Alice nodded gruffly to the girl with the algebra book and went inside for her post. A whole bundle of letters; she sat down right there on the post office bench to read. Letters from Academy friends like Seth and Emily . . . An invitation to lead a botanical expedition to Yosemite for a group of eastern college girls looking for an adventure . . . A note from Suling; she had burned funeral offerings for Madam Ning at a temple in the Oakland Chinatown, burned more offerings for her uncle and cousins. She and Reggie were talking about heading east to look for better work. Reggie had enclosed a sketch of one of Madam Ning’s girls, newly married to an Oakland shopkeeper . . .
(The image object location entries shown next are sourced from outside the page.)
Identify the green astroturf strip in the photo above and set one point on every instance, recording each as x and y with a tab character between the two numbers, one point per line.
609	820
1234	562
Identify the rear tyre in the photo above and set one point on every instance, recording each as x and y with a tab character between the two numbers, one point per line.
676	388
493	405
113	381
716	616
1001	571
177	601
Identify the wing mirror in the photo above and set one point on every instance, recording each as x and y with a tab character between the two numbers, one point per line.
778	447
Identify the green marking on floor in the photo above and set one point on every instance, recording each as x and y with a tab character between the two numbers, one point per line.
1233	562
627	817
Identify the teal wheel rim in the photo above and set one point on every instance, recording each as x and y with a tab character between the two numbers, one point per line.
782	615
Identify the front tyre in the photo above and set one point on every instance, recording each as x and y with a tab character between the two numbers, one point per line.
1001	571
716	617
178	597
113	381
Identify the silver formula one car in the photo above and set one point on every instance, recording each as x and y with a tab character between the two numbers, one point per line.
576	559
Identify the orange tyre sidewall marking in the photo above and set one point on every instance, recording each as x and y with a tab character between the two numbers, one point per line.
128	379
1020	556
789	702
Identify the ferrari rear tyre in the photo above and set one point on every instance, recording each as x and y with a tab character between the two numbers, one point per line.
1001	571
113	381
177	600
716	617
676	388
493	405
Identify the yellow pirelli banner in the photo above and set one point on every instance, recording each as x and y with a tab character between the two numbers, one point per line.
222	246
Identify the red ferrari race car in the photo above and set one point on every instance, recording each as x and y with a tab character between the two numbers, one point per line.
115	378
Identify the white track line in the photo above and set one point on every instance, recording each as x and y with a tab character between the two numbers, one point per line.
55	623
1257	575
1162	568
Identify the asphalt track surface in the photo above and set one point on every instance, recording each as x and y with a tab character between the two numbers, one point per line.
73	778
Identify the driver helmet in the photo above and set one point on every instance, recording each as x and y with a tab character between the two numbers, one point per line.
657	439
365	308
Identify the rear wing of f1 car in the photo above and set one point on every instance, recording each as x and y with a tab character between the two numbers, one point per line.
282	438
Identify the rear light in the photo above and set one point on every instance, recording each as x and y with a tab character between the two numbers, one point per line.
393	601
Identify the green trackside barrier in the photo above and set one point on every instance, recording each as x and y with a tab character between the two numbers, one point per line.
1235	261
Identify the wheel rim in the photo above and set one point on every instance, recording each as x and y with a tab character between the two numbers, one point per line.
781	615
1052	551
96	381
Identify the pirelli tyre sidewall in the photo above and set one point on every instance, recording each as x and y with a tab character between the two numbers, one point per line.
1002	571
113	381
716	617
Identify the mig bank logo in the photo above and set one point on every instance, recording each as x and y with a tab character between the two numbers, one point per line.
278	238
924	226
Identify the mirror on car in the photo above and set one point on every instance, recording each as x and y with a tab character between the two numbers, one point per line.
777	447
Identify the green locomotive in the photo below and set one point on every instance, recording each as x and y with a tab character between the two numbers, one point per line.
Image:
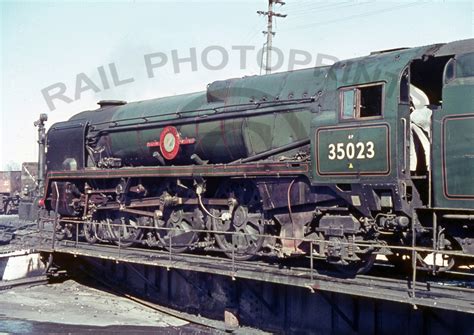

That wasn’t the only wedding, either—the letter with the New York postmark made Alice smile. Darling Alice, you will now have to address your letters to Gemma Serrano! It was a very small wedding, but you will be pleased to know I pinned a dried Queen of the Night flower in my hair—my cutting has yet to bloom, but I pressed one of the flowers that opened in San Francisco between the pages of the “Flower Duet” in my Lakmé score . . .
But the glow of Gemma’s cheery letter disappeared when Alice opened the next envelope.
Many apologies for not writing sooner, Sergeant Clarkson scrawled in his downhill slant. Even his handwriting looked exhausted, Alice thought—San Francisco had burned for a full three days after the first earthquake tremors, and any policeman worth his badge had been worn to a nub these past few months dealing with the displaced, the wounded, the dead, the destruction. But I have news now, Clarkson went on. As of this week, Mr. Henry Thornton is presumed dead. No body has been found, but many disappeared in the fires, and since he has not reappeared or otherwise contacted the authorities, his name has finally been added to the list of the deceased. The man’s affairs are being settled by his lawyers with the intention of dispersing his assets to whatever family he may possess back East . . .
Alice jammed the letter back into its envelope, lips suddenly dry. Thornton. She straightened her hat, bundling the packet of mail into her bag and making her way out of the post office. The girl with the workbook was still there on the bench outside, her brothers still ignoring her—Alice found herself pausing, looking down at the small figure poring over her algebra equations. “Don’t just be good,” she found herself saying slowly. “At your schoolwork or anything else. Be the best.”
The girl looked up, blinking. “Why, ma’am?”
“Because life, despite what the Psalms tell us, is not about who is good.” Alice pulled her coat closer around her neck, feeling cold. “It is about survival. The ones who survive are not necessarily good.”
And Alice Eastwood didn’t believe for one moment that Henry Thornton had not survived the San Francisco inferno.